潜伏期間は1~2週間ほどで、特に外傷がないのに母乳の吸入力の低下や開口障害、母乳が飲み込めなくなる嚥下困難などの症状が出るのが特徴です。
破傷風菌が出す毒素には、テタノスパスミンという「神経毒」とテタノリジンという「溶血毒」の2種類があり、破傷風によるけいれんは神経毒によるものと考えられています。
以下に、破傷風菌の神経毒による症状の現れ方を、4つの段階ごとにご説明します。
潜伏期があけて発症し、開口障害が出ます。
首筋が張って口があけにくくなるため食事が困難になり、あわせて寝汗、歯ぎしりなどの症状が現れます。
開口障害がどんどん強くなり、顔の神経の緊張・硬直が起こります。
これによって額にシワが出たり、無意識にひきつり笑いをしたような表情になる破傷風顔貌と呼ばれる症状が現れます。
筋肉の緊張や硬直が首や背中の筋肉にまで至り、発作的な強直性けいれんが起こります。
最も命の危険が大きい時期とされ、このときには腱反射の亢進や病的な脊髄反射などの症状も現れます。
けいれんが収まり、筋肉の硬直や腱反射の亢進などが残った状態となります。
いわゆる山を越えたような状態で、ここまでくると諸症状は徐々に改善していきます。
破傷風を確実に予防するには、ワクチン接種を受けることが大切です。
破傷風菌は東南アジアなどの海外だけでなく、日本にも広く生息している菌です。主に土壌や金属の錆の中に存在しており、傷口などはそれらの土壌に汚染されたり、錆びた刃物で皮膚を切ったことなどによって感染します。また、犬や猫などの動物に噛まれることによって感染することも報告されています。
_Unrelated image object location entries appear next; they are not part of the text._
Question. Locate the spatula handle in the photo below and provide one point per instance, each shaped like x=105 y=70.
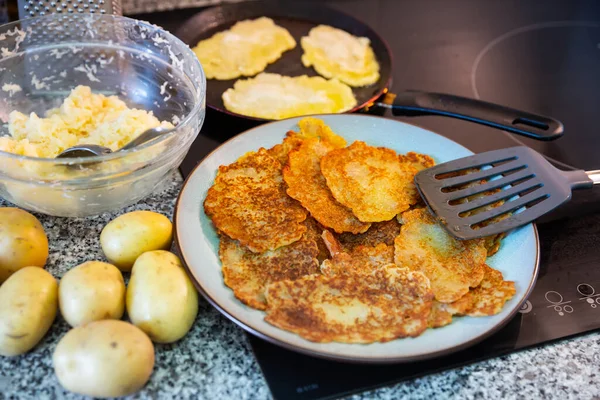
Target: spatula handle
x=496 y=116
x=594 y=176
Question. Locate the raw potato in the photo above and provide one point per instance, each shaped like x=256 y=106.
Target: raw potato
x=23 y=242
x=107 y=358
x=90 y=292
x=128 y=236
x=28 y=305
x=161 y=299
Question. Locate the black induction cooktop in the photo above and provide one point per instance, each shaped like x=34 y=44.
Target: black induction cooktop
x=540 y=55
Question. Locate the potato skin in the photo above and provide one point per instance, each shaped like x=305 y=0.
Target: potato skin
x=23 y=242
x=107 y=358
x=28 y=306
x=91 y=291
x=161 y=299
x=130 y=235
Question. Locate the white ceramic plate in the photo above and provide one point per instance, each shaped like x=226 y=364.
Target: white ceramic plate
x=198 y=244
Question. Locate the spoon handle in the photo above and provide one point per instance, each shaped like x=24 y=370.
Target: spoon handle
x=146 y=137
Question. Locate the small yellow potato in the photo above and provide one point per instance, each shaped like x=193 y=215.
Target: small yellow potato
x=130 y=235
x=23 y=242
x=107 y=358
x=28 y=306
x=91 y=291
x=161 y=299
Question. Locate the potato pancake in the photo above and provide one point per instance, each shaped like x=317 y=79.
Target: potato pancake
x=384 y=305
x=335 y=53
x=314 y=231
x=371 y=181
x=486 y=299
x=273 y=96
x=248 y=203
x=379 y=232
x=453 y=266
x=306 y=184
x=248 y=273
x=309 y=128
x=243 y=50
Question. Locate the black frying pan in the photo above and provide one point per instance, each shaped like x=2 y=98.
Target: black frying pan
x=299 y=18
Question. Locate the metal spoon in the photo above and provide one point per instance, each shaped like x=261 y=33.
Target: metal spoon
x=89 y=150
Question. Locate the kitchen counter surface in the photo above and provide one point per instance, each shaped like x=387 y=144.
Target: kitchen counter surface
x=214 y=361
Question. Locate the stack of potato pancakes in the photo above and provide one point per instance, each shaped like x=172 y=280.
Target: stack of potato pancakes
x=333 y=242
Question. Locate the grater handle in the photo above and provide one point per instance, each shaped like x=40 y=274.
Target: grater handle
x=36 y=8
x=412 y=103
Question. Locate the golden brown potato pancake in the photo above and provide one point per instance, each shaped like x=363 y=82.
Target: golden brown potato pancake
x=309 y=128
x=361 y=260
x=306 y=184
x=452 y=266
x=486 y=299
x=379 y=232
x=248 y=203
x=314 y=232
x=248 y=273
x=372 y=181
x=281 y=150
x=386 y=304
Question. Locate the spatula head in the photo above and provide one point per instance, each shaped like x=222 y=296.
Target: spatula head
x=496 y=191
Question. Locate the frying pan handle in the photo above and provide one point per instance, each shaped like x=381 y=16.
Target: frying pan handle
x=534 y=126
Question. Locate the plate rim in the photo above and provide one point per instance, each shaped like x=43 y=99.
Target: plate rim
x=330 y=356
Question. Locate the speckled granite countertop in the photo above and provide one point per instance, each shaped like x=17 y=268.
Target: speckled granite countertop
x=214 y=361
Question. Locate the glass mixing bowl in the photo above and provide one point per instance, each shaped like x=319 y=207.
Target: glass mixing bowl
x=42 y=59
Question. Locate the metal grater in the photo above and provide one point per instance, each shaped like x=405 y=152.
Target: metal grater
x=35 y=8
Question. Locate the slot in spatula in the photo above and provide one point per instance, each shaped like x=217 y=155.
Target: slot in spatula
x=493 y=192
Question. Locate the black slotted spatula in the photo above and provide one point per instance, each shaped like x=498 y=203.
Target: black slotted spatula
x=493 y=192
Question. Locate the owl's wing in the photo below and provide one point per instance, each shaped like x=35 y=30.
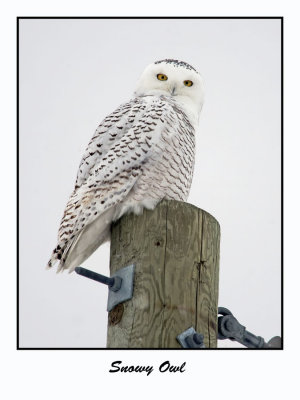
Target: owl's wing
x=106 y=179
x=110 y=130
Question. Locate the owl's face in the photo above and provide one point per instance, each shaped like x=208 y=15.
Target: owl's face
x=172 y=78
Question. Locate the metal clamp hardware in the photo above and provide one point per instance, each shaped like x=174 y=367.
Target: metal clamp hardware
x=120 y=284
x=230 y=328
x=190 y=339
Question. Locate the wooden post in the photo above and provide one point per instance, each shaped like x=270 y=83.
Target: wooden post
x=176 y=251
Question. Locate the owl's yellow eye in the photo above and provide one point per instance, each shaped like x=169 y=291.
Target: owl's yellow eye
x=162 y=77
x=188 y=83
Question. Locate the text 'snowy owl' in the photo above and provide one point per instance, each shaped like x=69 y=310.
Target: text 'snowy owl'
x=141 y=153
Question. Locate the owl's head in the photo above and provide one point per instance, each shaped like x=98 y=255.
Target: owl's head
x=172 y=78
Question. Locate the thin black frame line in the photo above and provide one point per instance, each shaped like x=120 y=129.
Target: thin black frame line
x=17 y=181
x=17 y=188
x=282 y=181
x=149 y=17
x=148 y=349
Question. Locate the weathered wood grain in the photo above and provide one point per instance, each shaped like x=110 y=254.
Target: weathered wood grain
x=176 y=251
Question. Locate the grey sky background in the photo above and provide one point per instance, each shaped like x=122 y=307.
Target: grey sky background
x=72 y=74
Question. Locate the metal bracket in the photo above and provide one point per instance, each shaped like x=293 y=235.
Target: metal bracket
x=120 y=284
x=126 y=290
x=230 y=328
x=190 y=339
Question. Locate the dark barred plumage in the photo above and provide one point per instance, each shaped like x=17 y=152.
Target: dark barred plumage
x=141 y=153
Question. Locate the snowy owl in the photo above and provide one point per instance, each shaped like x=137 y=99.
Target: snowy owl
x=141 y=153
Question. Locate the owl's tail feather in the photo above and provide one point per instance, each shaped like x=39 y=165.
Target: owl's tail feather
x=76 y=250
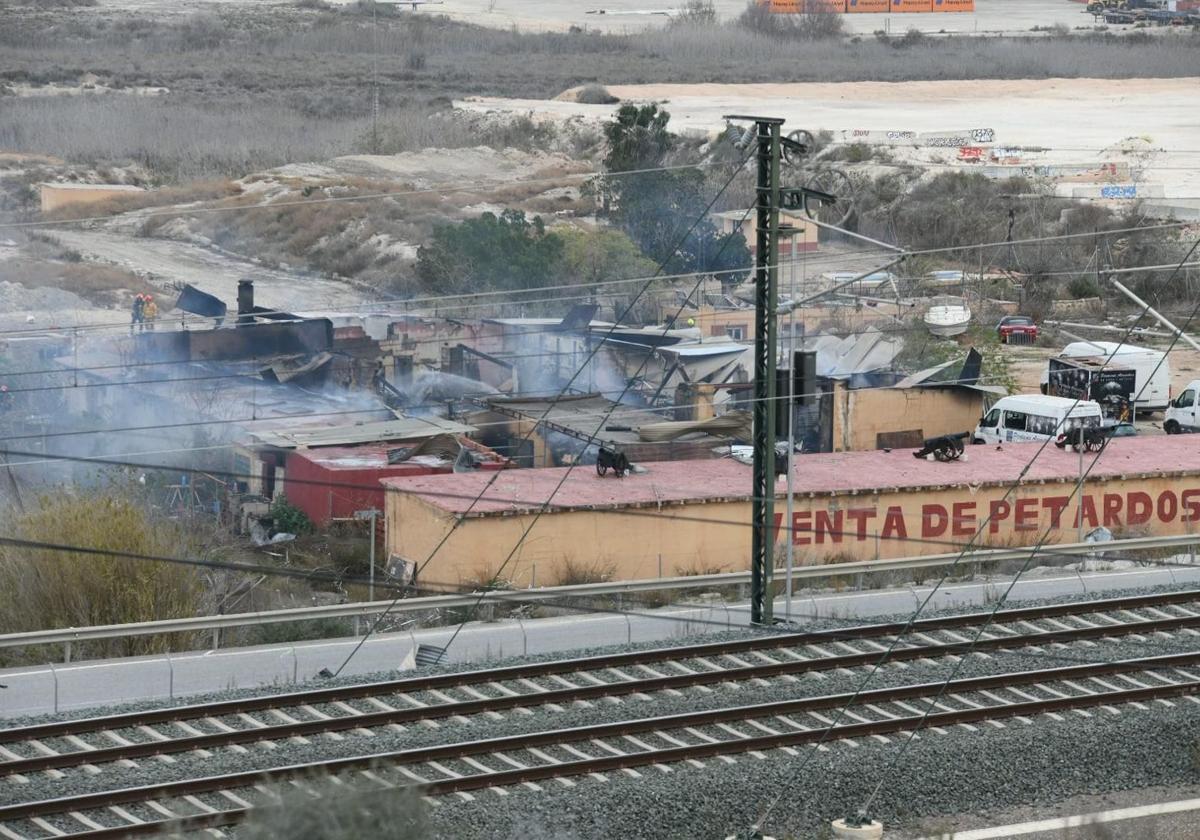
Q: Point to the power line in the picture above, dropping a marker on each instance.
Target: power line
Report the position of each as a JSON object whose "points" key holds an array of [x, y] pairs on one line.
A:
{"points": [[886, 654], [910, 253], [1003, 597], [565, 388]]}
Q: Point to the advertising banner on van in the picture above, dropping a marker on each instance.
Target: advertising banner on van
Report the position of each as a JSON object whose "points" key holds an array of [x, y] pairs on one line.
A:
{"points": [[1114, 388], [868, 6], [803, 6]]}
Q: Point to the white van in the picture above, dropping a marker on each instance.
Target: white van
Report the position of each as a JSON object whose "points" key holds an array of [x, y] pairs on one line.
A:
{"points": [[1153, 385], [1181, 415], [1033, 417]]}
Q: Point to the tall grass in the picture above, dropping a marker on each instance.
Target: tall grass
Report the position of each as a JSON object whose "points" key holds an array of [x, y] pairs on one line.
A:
{"points": [[166, 137]]}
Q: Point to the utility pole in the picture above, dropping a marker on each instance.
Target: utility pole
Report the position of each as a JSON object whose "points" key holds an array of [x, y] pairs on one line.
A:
{"points": [[766, 347], [370, 515]]}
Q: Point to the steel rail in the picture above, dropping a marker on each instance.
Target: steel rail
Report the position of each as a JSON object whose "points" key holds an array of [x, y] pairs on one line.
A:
{"points": [[583, 664], [673, 682], [70, 635], [557, 737]]}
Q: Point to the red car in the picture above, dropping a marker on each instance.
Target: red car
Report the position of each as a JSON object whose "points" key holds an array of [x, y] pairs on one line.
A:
{"points": [[1017, 330]]}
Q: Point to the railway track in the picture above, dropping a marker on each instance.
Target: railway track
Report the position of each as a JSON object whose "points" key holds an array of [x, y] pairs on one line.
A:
{"points": [[631, 747], [90, 743]]}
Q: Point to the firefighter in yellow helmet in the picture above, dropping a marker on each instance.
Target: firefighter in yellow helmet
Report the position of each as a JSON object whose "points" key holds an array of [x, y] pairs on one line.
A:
{"points": [[149, 312]]}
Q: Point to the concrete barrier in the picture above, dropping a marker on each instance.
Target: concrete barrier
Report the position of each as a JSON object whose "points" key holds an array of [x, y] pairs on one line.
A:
{"points": [[1117, 191]]}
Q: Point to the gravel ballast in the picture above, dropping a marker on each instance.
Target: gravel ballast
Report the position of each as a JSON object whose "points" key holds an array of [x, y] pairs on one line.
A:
{"points": [[941, 774]]}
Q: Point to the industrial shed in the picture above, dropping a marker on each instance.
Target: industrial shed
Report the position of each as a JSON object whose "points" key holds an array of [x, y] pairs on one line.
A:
{"points": [[333, 483], [688, 516]]}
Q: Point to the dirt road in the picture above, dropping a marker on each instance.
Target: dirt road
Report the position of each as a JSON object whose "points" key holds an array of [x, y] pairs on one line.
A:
{"points": [[169, 264]]}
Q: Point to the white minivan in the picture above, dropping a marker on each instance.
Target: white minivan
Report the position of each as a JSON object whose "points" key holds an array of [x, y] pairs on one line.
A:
{"points": [[1035, 417], [1153, 384], [1181, 415]]}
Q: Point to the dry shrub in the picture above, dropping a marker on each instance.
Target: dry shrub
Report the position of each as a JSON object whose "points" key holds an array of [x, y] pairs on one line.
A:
{"points": [[595, 94], [573, 571], [196, 191], [48, 588], [809, 25]]}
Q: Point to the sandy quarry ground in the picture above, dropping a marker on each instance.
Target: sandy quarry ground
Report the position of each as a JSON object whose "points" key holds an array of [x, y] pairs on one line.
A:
{"points": [[628, 16], [171, 264], [991, 16], [1074, 119]]}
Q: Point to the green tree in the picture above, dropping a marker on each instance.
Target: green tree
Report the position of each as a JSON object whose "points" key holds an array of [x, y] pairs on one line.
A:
{"points": [[601, 256], [490, 252], [665, 210]]}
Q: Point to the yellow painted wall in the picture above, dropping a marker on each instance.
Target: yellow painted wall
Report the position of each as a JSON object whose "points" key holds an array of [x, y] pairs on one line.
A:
{"points": [[859, 415], [642, 543]]}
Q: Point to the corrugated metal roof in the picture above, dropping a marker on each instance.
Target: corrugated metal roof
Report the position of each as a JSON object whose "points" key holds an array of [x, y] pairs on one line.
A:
{"points": [[402, 429], [693, 481]]}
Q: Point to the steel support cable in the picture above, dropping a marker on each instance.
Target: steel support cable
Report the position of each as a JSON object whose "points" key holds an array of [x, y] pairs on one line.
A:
{"points": [[952, 249], [479, 397], [1003, 598], [569, 601], [886, 654], [532, 504], [592, 354], [408, 303], [463, 186]]}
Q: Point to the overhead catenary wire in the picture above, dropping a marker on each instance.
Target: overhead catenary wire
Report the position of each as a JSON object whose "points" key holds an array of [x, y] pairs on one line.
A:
{"points": [[564, 390], [1003, 598], [468, 186], [568, 601], [521, 505], [541, 330], [409, 303], [924, 603], [113, 325]]}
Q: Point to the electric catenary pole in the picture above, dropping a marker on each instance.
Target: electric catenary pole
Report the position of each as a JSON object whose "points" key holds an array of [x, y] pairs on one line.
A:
{"points": [[771, 197], [766, 348]]}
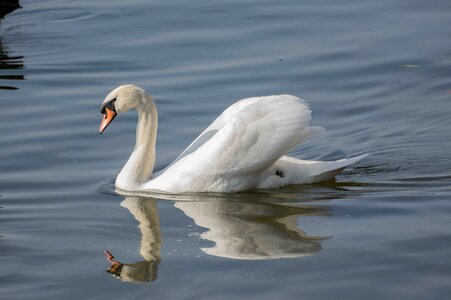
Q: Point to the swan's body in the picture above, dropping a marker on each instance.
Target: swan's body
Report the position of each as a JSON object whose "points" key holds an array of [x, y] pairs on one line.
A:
{"points": [[242, 149]]}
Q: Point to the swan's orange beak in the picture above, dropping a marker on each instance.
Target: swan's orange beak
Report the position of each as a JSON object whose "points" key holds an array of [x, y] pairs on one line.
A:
{"points": [[107, 119]]}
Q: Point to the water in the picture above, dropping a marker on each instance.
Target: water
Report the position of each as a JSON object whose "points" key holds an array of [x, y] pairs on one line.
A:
{"points": [[376, 74]]}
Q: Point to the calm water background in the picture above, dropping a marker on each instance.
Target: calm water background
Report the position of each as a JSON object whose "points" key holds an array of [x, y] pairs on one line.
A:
{"points": [[376, 74]]}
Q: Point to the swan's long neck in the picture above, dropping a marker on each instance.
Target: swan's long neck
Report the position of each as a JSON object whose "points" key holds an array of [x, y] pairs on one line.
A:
{"points": [[139, 166]]}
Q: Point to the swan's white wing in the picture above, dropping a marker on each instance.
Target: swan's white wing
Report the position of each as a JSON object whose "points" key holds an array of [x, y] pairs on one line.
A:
{"points": [[248, 137]]}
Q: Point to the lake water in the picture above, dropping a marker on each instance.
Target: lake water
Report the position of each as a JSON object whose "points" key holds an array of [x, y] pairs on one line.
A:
{"points": [[377, 75]]}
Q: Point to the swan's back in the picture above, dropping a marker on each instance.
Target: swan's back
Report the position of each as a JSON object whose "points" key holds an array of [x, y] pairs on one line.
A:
{"points": [[244, 141]]}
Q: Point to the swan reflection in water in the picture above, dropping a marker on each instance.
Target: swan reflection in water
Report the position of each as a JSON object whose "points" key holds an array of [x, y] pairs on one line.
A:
{"points": [[239, 230]]}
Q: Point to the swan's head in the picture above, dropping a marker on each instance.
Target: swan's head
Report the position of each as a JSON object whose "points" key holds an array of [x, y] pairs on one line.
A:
{"points": [[119, 100]]}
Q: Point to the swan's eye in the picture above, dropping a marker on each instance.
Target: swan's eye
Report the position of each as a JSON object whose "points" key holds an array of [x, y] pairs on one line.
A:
{"points": [[110, 105]]}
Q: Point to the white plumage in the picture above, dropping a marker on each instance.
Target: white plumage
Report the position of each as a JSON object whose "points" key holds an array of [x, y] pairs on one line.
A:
{"points": [[242, 149]]}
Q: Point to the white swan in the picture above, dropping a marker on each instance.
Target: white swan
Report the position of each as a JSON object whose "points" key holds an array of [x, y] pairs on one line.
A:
{"points": [[242, 149]]}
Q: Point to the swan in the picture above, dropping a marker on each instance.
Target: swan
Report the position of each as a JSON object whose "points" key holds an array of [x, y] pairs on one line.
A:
{"points": [[243, 149]]}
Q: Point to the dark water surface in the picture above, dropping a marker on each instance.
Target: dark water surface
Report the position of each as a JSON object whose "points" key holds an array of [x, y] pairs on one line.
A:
{"points": [[377, 76]]}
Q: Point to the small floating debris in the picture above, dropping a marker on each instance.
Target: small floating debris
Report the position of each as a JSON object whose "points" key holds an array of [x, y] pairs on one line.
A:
{"points": [[410, 66]]}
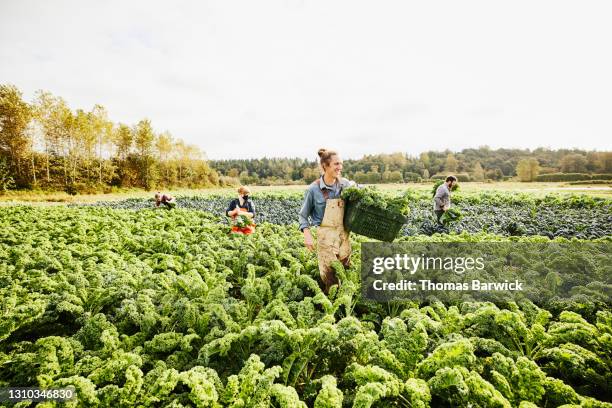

このため、日本にいてもガーデニングやハイキングなどの機会に感染することは多々あり、海外渡航歴がないからといって油断することはできないのです。
現在、破傷風のワクチンは乳児期の定期接種に指定されている四種混合ワクチンに含まれていますが、その効果は10年ほどといわれており、成人になると免疫がなくなる人もいます。
また、昭和43年以前に生まれた人は破傷風ワクチンが定期接種となっていなかった世代のため、破傷風菌に感染すると発症する危険が高くなります。
破傷風菌に感染するリスクが高い仕事や趣味をしている人は10年ごとのワクチン接種を受けるようにしましょう。
きちんと予防接種を受けていれば、破傷風に感染するリスクはかなり低いといわれています。しかし、もしものときのために症状の知識を持っておくことは大切です。潜伏期間や症状を理解しておいて、いざというときに備えましょう。